The author was none other than Fr Thomas Merton OCSO (or O.C.R. as it was), from his 1950 pamphlet “What is Contemplation?” as published by Burns & Oates as title 7 in their Paternoster Series. This is early Cistercian Merton, grappling intellectually and manfully with spiritual things. Reading this particular little section, I was stopped in my tracks on page 13:
The liturgy teaches active contemplation above all by its rich content of theology and scriptural revelation, which it surrounds with art and music and poetry of chaste and austere power, deeply affecting to any soul that has not had its taste perverted by the artistic fashions of a degenerate age.

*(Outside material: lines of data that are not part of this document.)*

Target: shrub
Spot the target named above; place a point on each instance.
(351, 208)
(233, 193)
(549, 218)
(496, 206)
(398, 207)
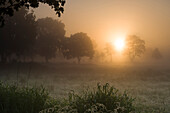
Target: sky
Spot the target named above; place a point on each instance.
(103, 20)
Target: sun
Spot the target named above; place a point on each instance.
(119, 44)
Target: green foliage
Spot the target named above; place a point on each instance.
(8, 7)
(50, 33)
(14, 99)
(77, 46)
(105, 99)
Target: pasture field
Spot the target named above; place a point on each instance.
(149, 84)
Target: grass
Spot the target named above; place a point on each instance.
(15, 99)
(149, 84)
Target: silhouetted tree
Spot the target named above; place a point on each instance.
(156, 54)
(18, 36)
(77, 46)
(135, 47)
(50, 34)
(8, 7)
(109, 50)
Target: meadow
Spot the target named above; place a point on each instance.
(149, 84)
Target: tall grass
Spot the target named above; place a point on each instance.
(14, 99)
(104, 99)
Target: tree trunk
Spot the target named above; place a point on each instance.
(46, 59)
(79, 60)
(3, 58)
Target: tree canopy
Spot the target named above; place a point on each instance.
(18, 36)
(50, 33)
(8, 7)
(156, 54)
(77, 46)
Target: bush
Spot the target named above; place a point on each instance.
(14, 99)
(105, 99)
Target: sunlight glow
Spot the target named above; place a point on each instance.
(119, 44)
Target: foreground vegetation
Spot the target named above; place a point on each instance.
(107, 99)
(149, 85)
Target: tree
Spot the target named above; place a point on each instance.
(50, 34)
(8, 7)
(156, 54)
(18, 36)
(77, 46)
(135, 47)
(109, 50)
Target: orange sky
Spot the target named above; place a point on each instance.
(104, 19)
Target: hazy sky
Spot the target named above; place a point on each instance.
(102, 20)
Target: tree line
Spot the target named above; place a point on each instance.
(23, 37)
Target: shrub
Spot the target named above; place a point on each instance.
(104, 99)
(14, 99)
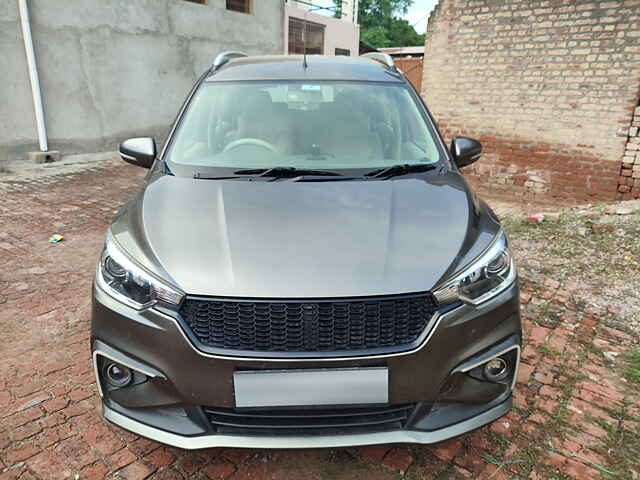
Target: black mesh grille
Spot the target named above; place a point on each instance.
(316, 326)
(320, 421)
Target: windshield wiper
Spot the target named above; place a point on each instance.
(400, 169)
(285, 172)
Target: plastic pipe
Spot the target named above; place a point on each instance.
(33, 75)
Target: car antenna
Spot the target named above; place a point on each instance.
(304, 41)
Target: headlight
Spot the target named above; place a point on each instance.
(123, 279)
(487, 276)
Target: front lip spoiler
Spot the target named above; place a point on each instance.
(328, 441)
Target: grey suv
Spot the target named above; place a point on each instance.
(304, 266)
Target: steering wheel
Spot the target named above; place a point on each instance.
(250, 141)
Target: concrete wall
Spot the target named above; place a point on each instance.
(110, 69)
(338, 33)
(549, 86)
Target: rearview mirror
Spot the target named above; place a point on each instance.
(465, 151)
(138, 151)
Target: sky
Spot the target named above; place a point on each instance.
(416, 16)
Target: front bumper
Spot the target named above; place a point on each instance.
(179, 379)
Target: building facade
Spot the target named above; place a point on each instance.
(111, 69)
(321, 34)
(550, 87)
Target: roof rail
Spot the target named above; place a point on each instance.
(383, 58)
(224, 58)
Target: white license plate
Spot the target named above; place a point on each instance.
(287, 388)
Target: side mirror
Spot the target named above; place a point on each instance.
(138, 151)
(465, 151)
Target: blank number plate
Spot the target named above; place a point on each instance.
(287, 388)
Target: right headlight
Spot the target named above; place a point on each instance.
(126, 281)
(488, 275)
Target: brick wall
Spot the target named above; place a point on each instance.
(629, 184)
(548, 86)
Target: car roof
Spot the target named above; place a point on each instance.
(319, 67)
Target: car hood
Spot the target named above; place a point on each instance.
(288, 239)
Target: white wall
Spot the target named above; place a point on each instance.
(110, 69)
(337, 34)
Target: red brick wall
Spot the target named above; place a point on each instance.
(629, 184)
(548, 86)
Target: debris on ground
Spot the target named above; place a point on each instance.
(56, 238)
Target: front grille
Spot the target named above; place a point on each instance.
(308, 326)
(320, 421)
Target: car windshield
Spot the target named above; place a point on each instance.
(304, 125)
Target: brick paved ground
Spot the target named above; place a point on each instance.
(574, 414)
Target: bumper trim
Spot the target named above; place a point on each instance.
(329, 441)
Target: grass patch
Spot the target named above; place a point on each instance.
(632, 371)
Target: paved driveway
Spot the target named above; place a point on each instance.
(574, 416)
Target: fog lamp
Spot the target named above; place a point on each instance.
(118, 375)
(496, 369)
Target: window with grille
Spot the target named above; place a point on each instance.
(314, 37)
(243, 6)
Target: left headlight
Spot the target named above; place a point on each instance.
(491, 273)
(126, 281)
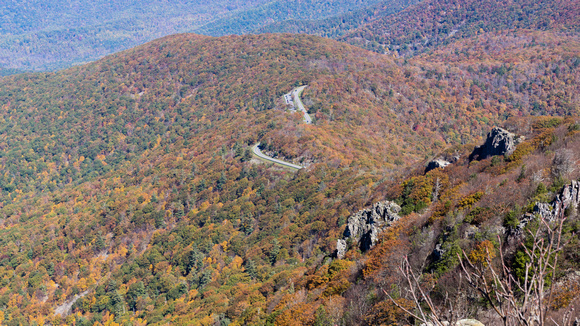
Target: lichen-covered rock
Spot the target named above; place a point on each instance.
(364, 226)
(340, 248)
(499, 142)
(436, 164)
(569, 197)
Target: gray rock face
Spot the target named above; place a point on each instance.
(364, 226)
(340, 248)
(499, 142)
(569, 197)
(435, 164)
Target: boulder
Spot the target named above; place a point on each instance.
(340, 248)
(499, 142)
(569, 197)
(436, 164)
(364, 226)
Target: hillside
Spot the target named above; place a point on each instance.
(433, 23)
(261, 19)
(337, 25)
(53, 35)
(128, 182)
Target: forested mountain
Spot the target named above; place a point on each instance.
(433, 23)
(295, 11)
(338, 25)
(129, 193)
(49, 35)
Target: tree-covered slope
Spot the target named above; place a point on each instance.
(253, 20)
(337, 25)
(129, 181)
(429, 24)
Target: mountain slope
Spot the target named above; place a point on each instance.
(433, 23)
(129, 181)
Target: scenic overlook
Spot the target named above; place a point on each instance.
(298, 162)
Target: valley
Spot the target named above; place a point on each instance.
(293, 179)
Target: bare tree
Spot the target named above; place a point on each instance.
(437, 315)
(520, 301)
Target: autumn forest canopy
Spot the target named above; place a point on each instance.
(129, 193)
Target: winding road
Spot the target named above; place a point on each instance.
(295, 93)
(256, 150)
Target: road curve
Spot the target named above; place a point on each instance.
(256, 150)
(296, 95)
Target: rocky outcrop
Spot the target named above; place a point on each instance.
(499, 142)
(436, 164)
(569, 197)
(363, 227)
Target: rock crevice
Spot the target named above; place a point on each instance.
(363, 227)
(499, 142)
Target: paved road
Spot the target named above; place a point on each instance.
(256, 150)
(296, 95)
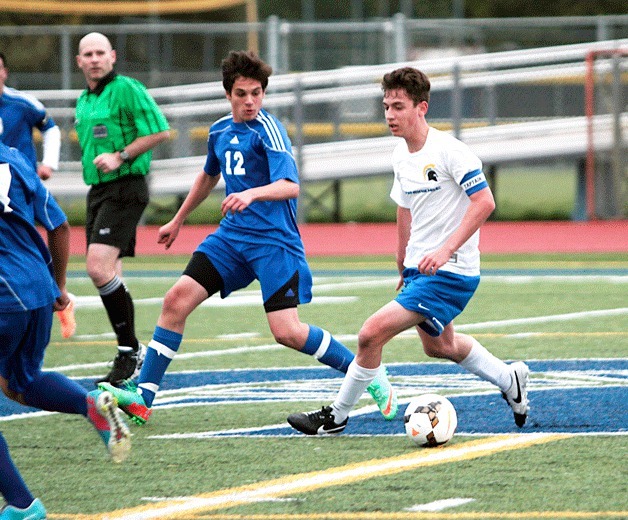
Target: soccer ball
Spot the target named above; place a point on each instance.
(430, 420)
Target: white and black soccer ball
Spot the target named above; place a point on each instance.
(430, 420)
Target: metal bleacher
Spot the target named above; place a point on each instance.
(335, 148)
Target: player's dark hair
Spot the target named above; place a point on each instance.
(244, 64)
(413, 81)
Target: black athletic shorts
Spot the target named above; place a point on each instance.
(114, 210)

Once one has recovered from the stridency of tone (dare I say, rigidity!), a re-read and a longer meditation on his words is worth the effort. A little further down the page he concludes:
The Blessed Sacrament is not a sign or a figure of contemplation; it contains Him Who is the beginning and end of all contemplation. It should not be surprising then that one of the most normal ways of entering into infused prayer is through the graces given in Holy Communion.
It is hard to avoid applying his teaching, clearly drawn from the pre-cociliar liturgy, to our situation since the Council. It is a rare Mass indeed in the modern rite, unless one knows to look, that lends itself to this truest participation in the liturgy. Contemplative prayer is pure preparation for the life of heaven, and so is the (unwitting for many, but that is fine) goal of anyone who aspires to holiness. Far from being solely the product of techniques learned from books, it is most readily accessed through the Mass and the graces of Communion.

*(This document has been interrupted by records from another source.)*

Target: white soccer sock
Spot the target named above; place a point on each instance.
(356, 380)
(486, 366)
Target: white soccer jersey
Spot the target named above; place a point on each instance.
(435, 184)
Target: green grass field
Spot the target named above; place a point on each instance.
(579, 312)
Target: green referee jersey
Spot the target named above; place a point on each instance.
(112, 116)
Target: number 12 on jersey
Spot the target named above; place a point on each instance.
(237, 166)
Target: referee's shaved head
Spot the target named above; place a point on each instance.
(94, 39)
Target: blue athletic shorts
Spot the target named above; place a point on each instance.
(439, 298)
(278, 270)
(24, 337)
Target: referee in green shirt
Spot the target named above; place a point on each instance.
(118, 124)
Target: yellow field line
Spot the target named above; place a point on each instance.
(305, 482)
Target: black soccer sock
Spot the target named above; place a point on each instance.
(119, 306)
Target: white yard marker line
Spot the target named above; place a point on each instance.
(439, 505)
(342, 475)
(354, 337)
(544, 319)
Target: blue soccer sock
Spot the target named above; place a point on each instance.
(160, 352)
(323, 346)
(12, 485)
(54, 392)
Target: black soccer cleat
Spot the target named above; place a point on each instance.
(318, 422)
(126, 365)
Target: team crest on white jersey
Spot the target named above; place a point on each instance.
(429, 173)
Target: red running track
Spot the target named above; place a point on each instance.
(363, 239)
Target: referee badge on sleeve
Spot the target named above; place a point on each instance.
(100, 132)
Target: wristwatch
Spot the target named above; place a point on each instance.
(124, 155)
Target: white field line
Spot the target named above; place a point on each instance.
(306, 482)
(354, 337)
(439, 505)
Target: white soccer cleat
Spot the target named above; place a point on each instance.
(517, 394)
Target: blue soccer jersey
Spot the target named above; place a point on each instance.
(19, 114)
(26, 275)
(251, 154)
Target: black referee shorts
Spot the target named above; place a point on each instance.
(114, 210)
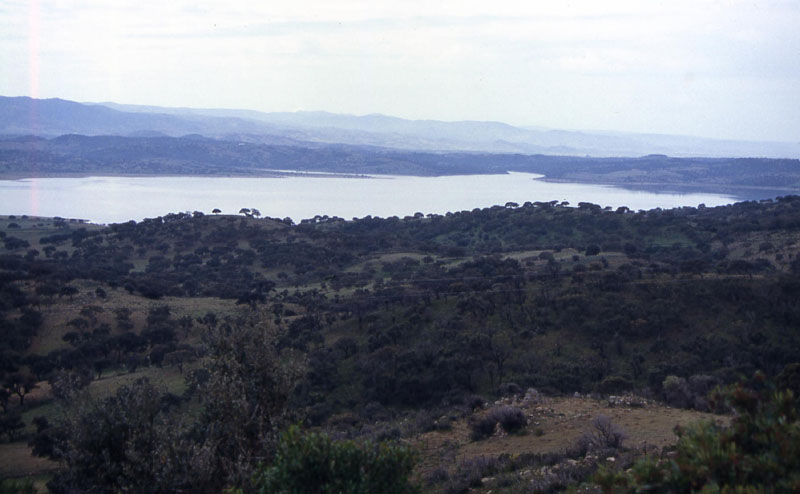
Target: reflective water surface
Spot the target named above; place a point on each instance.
(119, 199)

Perhaps if Pope Francis and his courtiers were made aware of this they might be a little less quick to shoot from the lip at those, especially the young, who are attracted to the old liturgy, or at the very least the new liturgy performed in fidelity to the letter and (I will say it!) the spirit of its rubrics. That said, the new liturgy’s rubrics themselves shatter the sacred silence that the old rite more generously afforded to those who wished not to do something but to pray and to worship.
So far from being rigid-minded adopters of a retro-liturgical fashion or a faux nostalgia for what they grew up with, perhaps these people, both young and not so young, have encountered the old rite and found Him Whom their hearts sought, and having found Him long to abide with Him in the peace and order of the old liturgy. Perhaps they do not want to be constantly talking and talked at, forced to recite this and that, to sing what is too often in many places not worthy of the human voice. Perhaps they would rather let the drama of the liturgy unfold as it has been crafted to do over the centuries, the great Sacrifice made present almost anti-climactically. With the distractions removed, perhaps they find it easier to behold Christ. Perhaps what the conciliar generation discarded as old and obsolete, the young have discovered as new and thoroughly timely.
Perhaps these apparently rigid people might find their experience given voice in that least rigid of Divine books, the Song of Songs (3:1-4a):
On my bed by night
I sought him whom my soul loves;
I sought him, but found him not.
I will rise now and go about the city,
in the streets and in the squares;
I will seek him whom my soul loves.
I sought him, but found him not.
The watchmen found me
as they went about in the city.
“Have you seen him whom my soul loves?”
Scarcely had I passed them
when I found him whom my soul loves.